Gül : Tüm cilt tipleri için uygundur. Yumuşatıcı ve rahatlatıcıdır.
Havuç : Tüm cilt tipi için uygundur. Özellikle yüz temizliği için idealdir. Beta-Carotene, A, B, C, D, E vitamini açısından zengindir.
Hindistancevizi : Cildi besler.
Hint yağı : Cildi besler.
Jojoba : Tüm cilt tipleri için uygundur. A vitamini açısından zengindir.
Kadife çiçeği : Kuru ve hasas ciltler için uygundur.
Kayısı : Tüm cilt tipleri için uygundur. Özellikle yüz temizliği için idealdir. Akneleri temizler. A vitamini ve mineraller içerir.
Keten yağı : Yüz bakımında parlatıcı olarak kullanılır.
Kil : Ölü derileri temizler.
Lavanta : Hassas veya yağlı ciltler için uygundur. Akne tedavisinde kullanılır.
Limon : Yağlı ciltler için uygundur. Hassas ciltler dikkat etmelidir.Siyah noktalara iyi gelir.

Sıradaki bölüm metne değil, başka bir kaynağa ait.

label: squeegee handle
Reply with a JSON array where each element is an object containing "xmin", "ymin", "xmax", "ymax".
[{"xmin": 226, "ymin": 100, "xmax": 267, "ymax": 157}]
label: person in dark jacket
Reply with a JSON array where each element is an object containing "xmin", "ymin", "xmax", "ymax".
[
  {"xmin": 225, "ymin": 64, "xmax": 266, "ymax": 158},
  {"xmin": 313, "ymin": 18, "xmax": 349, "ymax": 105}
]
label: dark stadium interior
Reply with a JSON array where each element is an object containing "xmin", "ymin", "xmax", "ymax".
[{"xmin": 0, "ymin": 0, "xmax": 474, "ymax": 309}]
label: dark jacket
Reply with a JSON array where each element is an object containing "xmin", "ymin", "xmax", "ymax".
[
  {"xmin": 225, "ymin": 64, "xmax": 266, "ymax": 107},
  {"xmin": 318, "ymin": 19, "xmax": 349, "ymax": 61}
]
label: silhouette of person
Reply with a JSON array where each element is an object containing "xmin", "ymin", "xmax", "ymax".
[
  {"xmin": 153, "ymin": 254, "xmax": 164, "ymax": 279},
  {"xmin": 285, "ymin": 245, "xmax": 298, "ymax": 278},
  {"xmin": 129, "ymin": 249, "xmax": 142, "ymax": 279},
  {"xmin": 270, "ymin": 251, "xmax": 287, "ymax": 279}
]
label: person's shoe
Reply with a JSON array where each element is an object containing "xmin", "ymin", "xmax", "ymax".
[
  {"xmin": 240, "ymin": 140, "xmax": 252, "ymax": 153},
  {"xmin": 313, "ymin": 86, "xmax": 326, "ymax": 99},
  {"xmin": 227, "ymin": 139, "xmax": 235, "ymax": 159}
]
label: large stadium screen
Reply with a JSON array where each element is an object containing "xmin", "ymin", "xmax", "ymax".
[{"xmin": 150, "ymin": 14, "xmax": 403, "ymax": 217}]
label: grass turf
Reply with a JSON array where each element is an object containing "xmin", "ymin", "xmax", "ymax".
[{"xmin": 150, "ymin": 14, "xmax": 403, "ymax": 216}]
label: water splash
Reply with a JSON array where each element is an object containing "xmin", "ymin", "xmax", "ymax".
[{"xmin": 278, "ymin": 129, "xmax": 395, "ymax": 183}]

Mandalina : Çatlak ve gevşek ciltlere iyi gelir.
Menekşe : Hafif mikrop kırıcıdır. Hassas ciltler dikkat etmelidir.
Mısır Yağı : Yüksek miktarda E vitamini içerir.
Nane : Hassas ciltler dikkat etmelidir.
Neroli Yağı : Kuru ve olgun ciltler için günlük bakımda kullanıla biliriz. Papatya : Hassas ciltler için uygundur. Yumaşatıcı ve rahatlatıcıdır. Akne tedavisinde kullanılır.Kaşıntıya iyi gelir.
Portakal : Kuru. Buruşuk ve solgun cildi besler.Ayrıca çok iyi bir cilt toniğidir. Kokusu ferahlatıcıdır.
Susam yağı : Cildi besler. E vitamini, protein, mineral ve amino asitler içerir.
Tarçın : Hassas ciltler dikkatli kullanmalıdır.
Tatlı Badem : Tüm cilt tipleri için uygundur. Protein, vitamin ve mineraller açısından zengindir.
Yasemin : Kuru ciltler için uygundur.
Zencefil : Hassas ciltler dikkatli kullanmalıdır.
Zeytinyağı : Cildi besler, nemlendirir.